The personal element is continued and enlarged in "The Woman from Red Deer Who Went to Johannesburg, Set Herself Afire, and Jumped Four Floors to Her Apparent Death". (By the way, is there a Guinness category for longest title given to a short story? This one might well qualify.) Here two outcasts, both women, one a semi-invalid, the other a very mobile and destructive young person, discover a bond that goes beyond their both being disfigured. The elder had chosen to make a dramatic gesture of protest against the injustice of apartheid. The younger received her stigmata through neglect (perhaps), a looking-away at a moment when her life was in the balance. There is an implied connection between this and the injustice that results when a society collectively looks the other way.

In "The Judge: High Plains Art", the tyranny of an inexplicable code, one that seems necessarily to doom the characters, is the focus. A man who has seemingly executed some enemies is forced to wait till an unofficial but terrible judge arrives, Godot-like, on the scene. The evidence decays, as such evidence must, though the witnesses continue to urge the murderer to remain. In the end they too die. When their killer's iniquity is complete, the judge arrives, like a pre-Christian deity, to harvest the evil done.

This raises, in one form, the matter of religion. In another form, it comes up in "The Boy from Moogradi & the Woman with the Map to Paradise". Here we are back once more to the theme of state oppression and resistance to it, in this case both dogged and hopeless. A party of gringos is captured by guerrillas and their boy guide is endlessly interrogated as to the purpose of the expedition. Are the foreigners spies working for the hated government? The answer that they are in search of "Kolootopec", a place that doesn't exist, fails to satisfy. They must be mad, or lying. But in the end, madness (or hope) offers more than the prospect of a rational despair. Even death, as in the half-page story "Reprieve", yields to fantasy.

To pass to the longest (from the shortest) entry, in "The Guacamole Game", life is unsettlingly presented in the form of a not specially edifying contest. A husband and wife have created an oddly named competition, whose purpose seems to be to unmask the gross failures of love and charity that are expressed both by their lives and in what seems to be their chief recreation.
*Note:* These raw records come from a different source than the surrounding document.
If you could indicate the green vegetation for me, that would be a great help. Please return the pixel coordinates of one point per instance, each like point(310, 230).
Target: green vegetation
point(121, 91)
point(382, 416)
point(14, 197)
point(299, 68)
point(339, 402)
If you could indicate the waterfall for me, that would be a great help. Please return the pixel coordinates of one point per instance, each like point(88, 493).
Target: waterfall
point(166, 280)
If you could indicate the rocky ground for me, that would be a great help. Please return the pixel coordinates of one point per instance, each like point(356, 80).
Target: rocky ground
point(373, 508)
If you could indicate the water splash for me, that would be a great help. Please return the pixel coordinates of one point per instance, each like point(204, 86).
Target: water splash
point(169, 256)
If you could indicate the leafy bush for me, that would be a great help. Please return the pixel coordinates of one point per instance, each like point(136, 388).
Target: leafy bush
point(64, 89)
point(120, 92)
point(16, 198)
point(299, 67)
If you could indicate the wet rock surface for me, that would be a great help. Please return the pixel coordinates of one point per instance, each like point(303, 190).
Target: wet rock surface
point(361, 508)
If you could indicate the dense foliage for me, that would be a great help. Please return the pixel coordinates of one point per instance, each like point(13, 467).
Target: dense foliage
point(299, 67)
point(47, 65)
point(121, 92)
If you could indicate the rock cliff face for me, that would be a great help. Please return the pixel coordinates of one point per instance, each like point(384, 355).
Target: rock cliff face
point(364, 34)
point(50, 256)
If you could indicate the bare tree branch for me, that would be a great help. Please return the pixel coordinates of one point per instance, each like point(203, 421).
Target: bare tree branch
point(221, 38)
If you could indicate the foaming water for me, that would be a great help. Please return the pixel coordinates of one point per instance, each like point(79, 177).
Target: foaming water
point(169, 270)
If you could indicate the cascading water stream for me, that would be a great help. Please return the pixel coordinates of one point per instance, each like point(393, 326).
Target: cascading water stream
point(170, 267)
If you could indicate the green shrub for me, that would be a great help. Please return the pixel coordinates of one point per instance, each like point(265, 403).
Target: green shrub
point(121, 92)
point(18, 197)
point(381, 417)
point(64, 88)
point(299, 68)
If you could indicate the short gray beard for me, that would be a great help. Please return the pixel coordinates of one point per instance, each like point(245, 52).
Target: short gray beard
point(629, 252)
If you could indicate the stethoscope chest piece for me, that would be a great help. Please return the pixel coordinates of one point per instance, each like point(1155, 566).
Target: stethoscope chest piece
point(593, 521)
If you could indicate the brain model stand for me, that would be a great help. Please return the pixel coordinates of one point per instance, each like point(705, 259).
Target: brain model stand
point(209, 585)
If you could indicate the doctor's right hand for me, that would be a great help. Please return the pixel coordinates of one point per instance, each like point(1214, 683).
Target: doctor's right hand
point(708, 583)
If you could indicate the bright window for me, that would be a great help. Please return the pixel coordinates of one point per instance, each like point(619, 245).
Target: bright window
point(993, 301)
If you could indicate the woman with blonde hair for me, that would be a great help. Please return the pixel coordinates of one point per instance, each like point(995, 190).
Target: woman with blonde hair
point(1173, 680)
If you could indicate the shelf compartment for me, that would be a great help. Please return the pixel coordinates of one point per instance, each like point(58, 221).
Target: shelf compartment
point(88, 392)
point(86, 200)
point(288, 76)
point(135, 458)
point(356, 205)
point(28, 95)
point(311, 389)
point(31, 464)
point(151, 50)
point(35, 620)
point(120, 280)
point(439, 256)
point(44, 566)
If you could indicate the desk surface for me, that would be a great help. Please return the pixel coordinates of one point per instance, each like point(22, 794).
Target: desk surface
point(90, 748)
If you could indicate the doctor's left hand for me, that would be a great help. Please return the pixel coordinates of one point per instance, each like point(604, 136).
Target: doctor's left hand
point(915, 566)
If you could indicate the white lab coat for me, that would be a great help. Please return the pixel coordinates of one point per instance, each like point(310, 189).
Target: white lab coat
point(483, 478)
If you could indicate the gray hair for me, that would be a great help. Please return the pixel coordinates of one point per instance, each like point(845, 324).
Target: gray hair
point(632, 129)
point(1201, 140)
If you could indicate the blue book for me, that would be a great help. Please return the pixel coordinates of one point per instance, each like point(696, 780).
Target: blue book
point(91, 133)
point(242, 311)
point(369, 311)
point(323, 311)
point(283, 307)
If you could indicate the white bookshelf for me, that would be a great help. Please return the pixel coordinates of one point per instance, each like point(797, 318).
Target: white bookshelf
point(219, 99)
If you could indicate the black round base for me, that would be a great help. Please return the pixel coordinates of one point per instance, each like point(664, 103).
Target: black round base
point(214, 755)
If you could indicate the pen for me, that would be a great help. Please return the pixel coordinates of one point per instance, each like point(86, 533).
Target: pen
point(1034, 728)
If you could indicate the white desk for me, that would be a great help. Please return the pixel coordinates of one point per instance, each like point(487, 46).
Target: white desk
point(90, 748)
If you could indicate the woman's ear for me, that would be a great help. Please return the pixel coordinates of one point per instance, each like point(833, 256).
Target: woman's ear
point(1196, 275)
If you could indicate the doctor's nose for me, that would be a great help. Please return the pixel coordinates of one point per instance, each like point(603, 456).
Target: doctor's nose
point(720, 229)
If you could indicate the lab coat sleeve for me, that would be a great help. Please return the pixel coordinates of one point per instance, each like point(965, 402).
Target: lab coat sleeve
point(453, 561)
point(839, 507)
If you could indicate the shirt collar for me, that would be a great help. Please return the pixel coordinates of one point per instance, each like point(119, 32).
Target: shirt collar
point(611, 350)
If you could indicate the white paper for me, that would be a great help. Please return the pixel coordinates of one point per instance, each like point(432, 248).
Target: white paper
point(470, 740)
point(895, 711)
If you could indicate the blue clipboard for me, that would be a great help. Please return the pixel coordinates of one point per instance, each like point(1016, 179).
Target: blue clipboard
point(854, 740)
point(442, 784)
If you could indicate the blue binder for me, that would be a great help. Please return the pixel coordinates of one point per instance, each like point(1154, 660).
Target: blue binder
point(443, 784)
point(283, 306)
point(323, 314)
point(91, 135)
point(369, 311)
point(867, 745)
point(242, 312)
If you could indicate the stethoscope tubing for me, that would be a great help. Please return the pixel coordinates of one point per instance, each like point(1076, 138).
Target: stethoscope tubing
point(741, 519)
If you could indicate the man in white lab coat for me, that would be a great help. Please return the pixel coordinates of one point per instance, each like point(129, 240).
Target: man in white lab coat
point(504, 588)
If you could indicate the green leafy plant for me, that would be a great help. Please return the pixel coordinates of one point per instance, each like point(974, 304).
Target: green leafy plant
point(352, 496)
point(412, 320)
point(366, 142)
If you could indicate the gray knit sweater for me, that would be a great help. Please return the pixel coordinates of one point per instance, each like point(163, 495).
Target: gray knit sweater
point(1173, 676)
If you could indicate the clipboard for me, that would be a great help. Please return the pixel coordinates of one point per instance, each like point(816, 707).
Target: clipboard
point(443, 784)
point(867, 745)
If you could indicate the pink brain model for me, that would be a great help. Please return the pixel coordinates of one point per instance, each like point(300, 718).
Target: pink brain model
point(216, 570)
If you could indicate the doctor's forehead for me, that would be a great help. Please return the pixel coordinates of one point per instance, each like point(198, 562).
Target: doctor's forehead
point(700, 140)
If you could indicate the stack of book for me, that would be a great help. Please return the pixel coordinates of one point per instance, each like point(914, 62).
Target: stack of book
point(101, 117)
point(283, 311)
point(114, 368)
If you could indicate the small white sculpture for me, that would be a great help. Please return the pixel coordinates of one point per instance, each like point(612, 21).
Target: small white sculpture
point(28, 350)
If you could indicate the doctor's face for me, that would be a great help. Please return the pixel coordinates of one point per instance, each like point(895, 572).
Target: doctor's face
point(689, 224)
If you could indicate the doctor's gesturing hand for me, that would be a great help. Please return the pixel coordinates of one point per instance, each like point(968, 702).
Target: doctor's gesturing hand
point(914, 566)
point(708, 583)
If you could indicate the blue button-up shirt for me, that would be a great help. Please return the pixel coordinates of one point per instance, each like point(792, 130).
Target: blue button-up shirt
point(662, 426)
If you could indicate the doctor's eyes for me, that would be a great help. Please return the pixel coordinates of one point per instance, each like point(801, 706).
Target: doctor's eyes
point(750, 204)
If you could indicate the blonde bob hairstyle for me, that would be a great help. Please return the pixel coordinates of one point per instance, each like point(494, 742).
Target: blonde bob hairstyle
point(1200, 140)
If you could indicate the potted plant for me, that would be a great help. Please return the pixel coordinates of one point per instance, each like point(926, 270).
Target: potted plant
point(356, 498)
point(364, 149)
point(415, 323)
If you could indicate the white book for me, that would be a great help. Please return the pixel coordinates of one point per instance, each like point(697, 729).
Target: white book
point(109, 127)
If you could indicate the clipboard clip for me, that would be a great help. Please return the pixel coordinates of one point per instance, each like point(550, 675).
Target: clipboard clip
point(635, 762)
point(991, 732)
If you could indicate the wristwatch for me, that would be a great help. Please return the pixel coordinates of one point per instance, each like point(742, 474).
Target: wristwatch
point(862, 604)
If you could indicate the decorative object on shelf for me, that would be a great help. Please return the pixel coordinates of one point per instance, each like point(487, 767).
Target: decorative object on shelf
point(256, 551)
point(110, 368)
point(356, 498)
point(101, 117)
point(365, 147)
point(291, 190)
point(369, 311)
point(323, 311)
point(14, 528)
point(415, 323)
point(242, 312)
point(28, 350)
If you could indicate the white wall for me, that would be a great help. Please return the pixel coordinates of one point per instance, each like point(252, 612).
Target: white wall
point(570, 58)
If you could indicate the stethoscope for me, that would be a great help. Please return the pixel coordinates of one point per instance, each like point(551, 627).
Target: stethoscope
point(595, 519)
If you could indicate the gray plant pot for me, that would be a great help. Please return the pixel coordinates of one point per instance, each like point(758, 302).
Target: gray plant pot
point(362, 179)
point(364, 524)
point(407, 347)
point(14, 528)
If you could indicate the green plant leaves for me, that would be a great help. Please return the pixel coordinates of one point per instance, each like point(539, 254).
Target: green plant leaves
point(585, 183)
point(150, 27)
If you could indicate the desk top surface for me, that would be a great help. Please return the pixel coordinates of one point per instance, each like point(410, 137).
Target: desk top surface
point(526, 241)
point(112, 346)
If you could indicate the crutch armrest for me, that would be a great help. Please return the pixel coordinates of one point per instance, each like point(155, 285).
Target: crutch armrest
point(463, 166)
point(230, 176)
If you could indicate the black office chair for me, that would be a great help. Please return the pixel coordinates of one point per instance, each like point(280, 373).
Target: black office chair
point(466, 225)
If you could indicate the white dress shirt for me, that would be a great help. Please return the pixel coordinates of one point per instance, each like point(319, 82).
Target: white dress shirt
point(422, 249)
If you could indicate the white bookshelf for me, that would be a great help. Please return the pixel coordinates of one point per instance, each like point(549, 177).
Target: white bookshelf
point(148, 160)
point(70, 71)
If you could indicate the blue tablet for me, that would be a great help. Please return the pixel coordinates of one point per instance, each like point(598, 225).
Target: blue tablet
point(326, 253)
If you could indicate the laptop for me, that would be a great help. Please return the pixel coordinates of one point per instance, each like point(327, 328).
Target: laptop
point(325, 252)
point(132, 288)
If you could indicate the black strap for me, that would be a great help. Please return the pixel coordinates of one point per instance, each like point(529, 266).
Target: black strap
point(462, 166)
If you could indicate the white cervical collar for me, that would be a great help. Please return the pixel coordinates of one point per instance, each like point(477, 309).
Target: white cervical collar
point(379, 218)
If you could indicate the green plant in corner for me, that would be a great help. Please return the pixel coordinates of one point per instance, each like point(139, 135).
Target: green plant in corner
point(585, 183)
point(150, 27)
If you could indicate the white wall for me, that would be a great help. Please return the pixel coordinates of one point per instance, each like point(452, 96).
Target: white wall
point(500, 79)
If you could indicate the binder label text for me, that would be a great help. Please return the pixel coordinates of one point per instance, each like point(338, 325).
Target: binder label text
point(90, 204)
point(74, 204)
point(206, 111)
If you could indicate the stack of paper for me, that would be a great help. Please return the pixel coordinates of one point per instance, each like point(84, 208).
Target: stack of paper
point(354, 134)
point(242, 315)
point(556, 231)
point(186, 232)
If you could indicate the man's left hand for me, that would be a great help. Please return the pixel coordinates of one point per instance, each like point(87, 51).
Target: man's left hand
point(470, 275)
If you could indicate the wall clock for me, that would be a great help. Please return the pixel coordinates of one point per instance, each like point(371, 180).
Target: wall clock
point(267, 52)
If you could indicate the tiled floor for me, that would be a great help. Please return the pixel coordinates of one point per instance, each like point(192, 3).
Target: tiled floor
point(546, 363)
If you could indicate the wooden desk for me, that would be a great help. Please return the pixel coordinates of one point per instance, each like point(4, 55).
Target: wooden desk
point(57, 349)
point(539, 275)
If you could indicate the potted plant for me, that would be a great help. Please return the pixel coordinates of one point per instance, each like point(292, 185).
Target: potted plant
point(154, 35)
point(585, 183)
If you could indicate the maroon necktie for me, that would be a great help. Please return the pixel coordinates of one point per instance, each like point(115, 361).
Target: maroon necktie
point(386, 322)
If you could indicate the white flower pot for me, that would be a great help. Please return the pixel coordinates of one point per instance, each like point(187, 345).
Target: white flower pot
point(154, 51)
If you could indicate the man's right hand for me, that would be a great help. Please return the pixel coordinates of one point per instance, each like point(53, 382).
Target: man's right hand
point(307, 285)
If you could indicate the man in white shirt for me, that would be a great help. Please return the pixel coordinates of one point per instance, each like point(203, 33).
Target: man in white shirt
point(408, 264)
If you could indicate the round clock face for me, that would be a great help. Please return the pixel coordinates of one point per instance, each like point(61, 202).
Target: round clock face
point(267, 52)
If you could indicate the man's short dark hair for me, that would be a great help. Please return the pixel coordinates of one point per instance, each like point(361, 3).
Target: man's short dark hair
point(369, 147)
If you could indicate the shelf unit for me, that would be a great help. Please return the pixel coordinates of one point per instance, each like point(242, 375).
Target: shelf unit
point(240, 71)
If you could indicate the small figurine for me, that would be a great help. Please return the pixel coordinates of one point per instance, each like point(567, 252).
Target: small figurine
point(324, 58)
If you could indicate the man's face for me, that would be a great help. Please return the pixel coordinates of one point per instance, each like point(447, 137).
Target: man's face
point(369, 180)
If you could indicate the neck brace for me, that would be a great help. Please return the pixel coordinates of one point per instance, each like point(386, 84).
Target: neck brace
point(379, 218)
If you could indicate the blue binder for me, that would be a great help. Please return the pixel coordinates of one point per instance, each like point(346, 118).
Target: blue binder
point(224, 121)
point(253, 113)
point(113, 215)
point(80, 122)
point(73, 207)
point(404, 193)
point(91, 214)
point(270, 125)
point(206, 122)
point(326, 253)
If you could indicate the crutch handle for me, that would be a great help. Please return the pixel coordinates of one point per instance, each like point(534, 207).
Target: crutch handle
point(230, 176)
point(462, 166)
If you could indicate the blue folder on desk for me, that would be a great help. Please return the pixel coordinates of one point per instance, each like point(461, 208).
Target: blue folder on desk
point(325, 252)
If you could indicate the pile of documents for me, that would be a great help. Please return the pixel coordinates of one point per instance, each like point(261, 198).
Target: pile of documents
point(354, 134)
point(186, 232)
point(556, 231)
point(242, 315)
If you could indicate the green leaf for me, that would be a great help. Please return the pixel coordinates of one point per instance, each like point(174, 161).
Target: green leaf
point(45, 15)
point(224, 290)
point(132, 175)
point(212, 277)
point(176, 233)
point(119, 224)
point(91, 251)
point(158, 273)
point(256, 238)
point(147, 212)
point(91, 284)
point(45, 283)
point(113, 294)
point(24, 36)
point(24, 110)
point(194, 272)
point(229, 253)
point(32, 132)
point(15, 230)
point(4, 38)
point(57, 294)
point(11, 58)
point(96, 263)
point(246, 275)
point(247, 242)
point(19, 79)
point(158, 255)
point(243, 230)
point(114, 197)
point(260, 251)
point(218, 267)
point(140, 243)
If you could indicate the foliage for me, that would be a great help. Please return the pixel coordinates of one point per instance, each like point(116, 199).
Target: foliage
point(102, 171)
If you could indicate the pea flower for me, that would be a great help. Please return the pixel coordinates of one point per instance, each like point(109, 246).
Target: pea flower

What binds them is tougher than their mutual disillusion, however, and Rooke offers the prospect of redemption in what is almost a whisper.

This brief look at some of what is contained in Oh! can do no more than suggest the broad and generous engagement, the obvious intellectual reach of Rooke's short fiction. There are blemishes, of course, usually where the tendency to stylistic extravagance proves too much for the author. The result is sometimes whole sentences that might well have been rethought. An example? In "The Six Blind Boys of Santa Ocuro", we read, "The naked Colonel glared at them from her rumpled bed, the blade of his saber swishing about and his nasty cigar smoke billowing in the love-soaked air." Uneasy lies the naked Colonel that wears a saber, one supposes. Or is a fleshly weapon intended here? Unknown. Overripeness is all.

But it is for the sake of its many virtues that readers are urged to buy and judge this book for themselves. They will be more than compensated for its shortcomings. 

Wayne Daniels is a librarian at the Toronto Reference Library and, to a fault, a generalist.